Она освободила свою тяжелую сумку. Сюда, в Каблуково, она не отправилась на монастырской машине, нет, она не стала садиться за руль, и сделала это намеренно.
Покинув квартиру, она дошла до автобусной остановки. Она неторопливо размышляла о том, что говорила этому полному следователю по фамилии Страшилин в этот раз и в прошлый. Все правильно. Так и нужно разговаривать с ними.
Некоторые вещи ведь все равно от полиции не скроешь, нет.
Но кое-что надо попытаться надежно, очень надежно скрыть.
На остановке она пропустила два автобуса, дожидаясь маршрутки, что шла в сторону железнодорожного переезда.
И вот маршрутка появилась – уже полупустая, потому что большинство пассажиров сошло на станции и возле вокзального рынка, а в сторону старой заброшенной фабрики никто, никто не ехал.
Но сестра Римма села в маршрутку. Пока ехали мимо коттеджного поселка, пока петляли среди заброшенных цехов, она не смотрела в окно, знала, что водитель, которому она заплатила за проезд деньги, остановит маршрутку в нужном месте.
Сестра Римма… нет, Маргарита Полторак-Мурина… сейчас она ощущала себя ею, прежней, смотрела прямо перед собой и вспоминала своего покойного отца.
Что они понимают – этот толстяк-следователь и эта девушка-полицейский, которая совсем немногословна и словно наблюдает за происходящим со стороны – так внимательно и зорко.
Что они понимают во всем том, что происходит, о чем знает она – сестра Римма и сестры – да будут благословенны они за свою преданность…
Речь идет о великой тайне, что явила себя тут, на этих мрачных фабричных пространствах когда-то так неожиданно… Так удачно… да, так удачно, с таким безбрежным, таким щедрым милосердием.
Отец говорил… да, ее отец Виктор Мурин говорил об этом всегда. И не мог этого забыть. И верил. И заставил поверить ее – еще совсем молодую и наивную. А позже, с помощью веры, трансформировать все это в сознании и найти путь.
Тот единственный путь. И встать на него крепко. И привлечь сестер-сподвижниц.
И привлечь других, тех, кто поверил и принял.
Водитель остановил маршрутку у обочины шоссе. Сестра Римма выбралась наружу. Маршрутка сразу же уехала.
Сестра Римма видела там, впереди, Удаленную часовню.
Смерть майора… так это место называлось – Смерть майора… Сестра Римма не соврала следователю Страшилину, она слышала это здешнее название.
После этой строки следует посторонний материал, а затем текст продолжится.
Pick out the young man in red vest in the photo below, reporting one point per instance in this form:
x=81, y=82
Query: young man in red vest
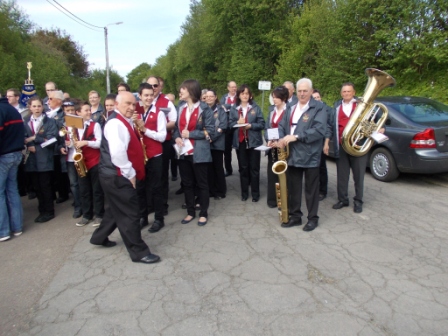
x=161, y=101
x=152, y=127
x=89, y=141
x=122, y=168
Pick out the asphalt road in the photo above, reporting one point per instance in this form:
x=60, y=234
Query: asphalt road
x=382, y=272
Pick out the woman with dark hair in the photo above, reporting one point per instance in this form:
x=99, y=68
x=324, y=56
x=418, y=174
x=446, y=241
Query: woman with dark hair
x=277, y=110
x=247, y=116
x=216, y=178
x=193, y=131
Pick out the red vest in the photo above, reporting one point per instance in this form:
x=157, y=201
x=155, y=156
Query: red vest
x=162, y=101
x=191, y=124
x=134, y=151
x=343, y=120
x=153, y=147
x=91, y=155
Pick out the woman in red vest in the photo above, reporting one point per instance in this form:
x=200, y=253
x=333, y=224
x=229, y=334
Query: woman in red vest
x=194, y=127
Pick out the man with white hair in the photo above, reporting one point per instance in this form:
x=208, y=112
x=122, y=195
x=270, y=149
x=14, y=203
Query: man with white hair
x=303, y=129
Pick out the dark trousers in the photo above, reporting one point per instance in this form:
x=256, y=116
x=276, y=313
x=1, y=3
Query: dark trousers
x=323, y=175
x=92, y=196
x=150, y=192
x=294, y=176
x=344, y=163
x=228, y=150
x=249, y=168
x=44, y=193
x=60, y=179
x=194, y=175
x=216, y=177
x=167, y=155
x=122, y=212
x=272, y=179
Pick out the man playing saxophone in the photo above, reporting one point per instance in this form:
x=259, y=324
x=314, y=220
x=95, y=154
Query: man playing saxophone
x=303, y=129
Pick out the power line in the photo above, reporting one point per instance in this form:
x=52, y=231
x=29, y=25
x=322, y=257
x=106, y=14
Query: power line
x=76, y=16
x=71, y=17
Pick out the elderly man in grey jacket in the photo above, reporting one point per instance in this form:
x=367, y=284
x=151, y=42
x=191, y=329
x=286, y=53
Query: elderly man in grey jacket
x=303, y=129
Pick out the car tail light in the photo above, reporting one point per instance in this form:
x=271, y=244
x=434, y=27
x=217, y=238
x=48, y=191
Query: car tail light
x=425, y=139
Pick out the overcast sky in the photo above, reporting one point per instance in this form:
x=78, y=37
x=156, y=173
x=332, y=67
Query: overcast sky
x=149, y=27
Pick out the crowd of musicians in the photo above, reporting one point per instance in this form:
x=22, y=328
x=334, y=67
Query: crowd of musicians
x=128, y=148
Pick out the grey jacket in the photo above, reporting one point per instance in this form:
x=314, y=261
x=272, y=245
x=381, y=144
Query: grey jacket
x=201, y=145
x=42, y=160
x=255, y=118
x=221, y=120
x=311, y=127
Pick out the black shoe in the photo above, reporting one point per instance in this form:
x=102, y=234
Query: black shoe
x=61, y=200
x=77, y=214
x=340, y=205
x=149, y=259
x=310, y=226
x=109, y=243
x=156, y=226
x=293, y=222
x=143, y=222
x=45, y=218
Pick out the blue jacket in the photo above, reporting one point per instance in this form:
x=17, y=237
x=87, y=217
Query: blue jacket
x=255, y=118
x=12, y=131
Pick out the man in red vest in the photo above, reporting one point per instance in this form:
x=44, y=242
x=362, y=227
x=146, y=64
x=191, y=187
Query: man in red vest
x=345, y=162
x=152, y=126
x=122, y=167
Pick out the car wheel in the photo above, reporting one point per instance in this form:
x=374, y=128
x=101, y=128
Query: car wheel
x=382, y=165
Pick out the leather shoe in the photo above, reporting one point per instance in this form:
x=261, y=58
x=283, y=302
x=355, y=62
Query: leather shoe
x=143, y=222
x=156, y=226
x=61, y=200
x=292, y=222
x=340, y=205
x=310, y=226
x=109, y=243
x=44, y=218
x=186, y=221
x=149, y=259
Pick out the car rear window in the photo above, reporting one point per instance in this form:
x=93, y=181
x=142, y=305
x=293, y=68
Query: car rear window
x=432, y=112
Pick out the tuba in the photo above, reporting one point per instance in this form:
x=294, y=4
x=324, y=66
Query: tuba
x=78, y=158
x=281, y=190
x=356, y=139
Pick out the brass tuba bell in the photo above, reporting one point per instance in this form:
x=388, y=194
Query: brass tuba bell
x=356, y=139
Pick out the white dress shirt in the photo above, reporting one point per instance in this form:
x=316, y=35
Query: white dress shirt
x=118, y=137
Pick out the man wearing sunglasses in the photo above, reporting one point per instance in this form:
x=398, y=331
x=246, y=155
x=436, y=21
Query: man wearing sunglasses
x=162, y=102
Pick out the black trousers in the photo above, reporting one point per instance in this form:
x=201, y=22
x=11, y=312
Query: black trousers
x=167, y=155
x=194, y=175
x=61, y=183
x=272, y=179
x=44, y=193
x=249, y=168
x=150, y=192
x=122, y=212
x=92, y=196
x=216, y=177
x=294, y=176
x=344, y=163
x=228, y=150
x=323, y=175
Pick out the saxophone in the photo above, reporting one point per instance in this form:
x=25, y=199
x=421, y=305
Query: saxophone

Но она знала другое название этого места. То самое, которое в самое ухо прошептал ей отец, ее мертвый, застреленный неизвестным киллером отец Виктор Мурин по кличке Везунчик, явившийся однажды ночью из темного сна.
Сестра Римма подошла к двери часовни и постучала.
– Кто? – спросила ее сестра Инна.
– Это я, открой.
Дверь распахнулась, и сестра Римма вошла в часовню – голые желтые стены, лишенные икон. Но все помещение щедро убрано белыми цветами, искусственными и живыми.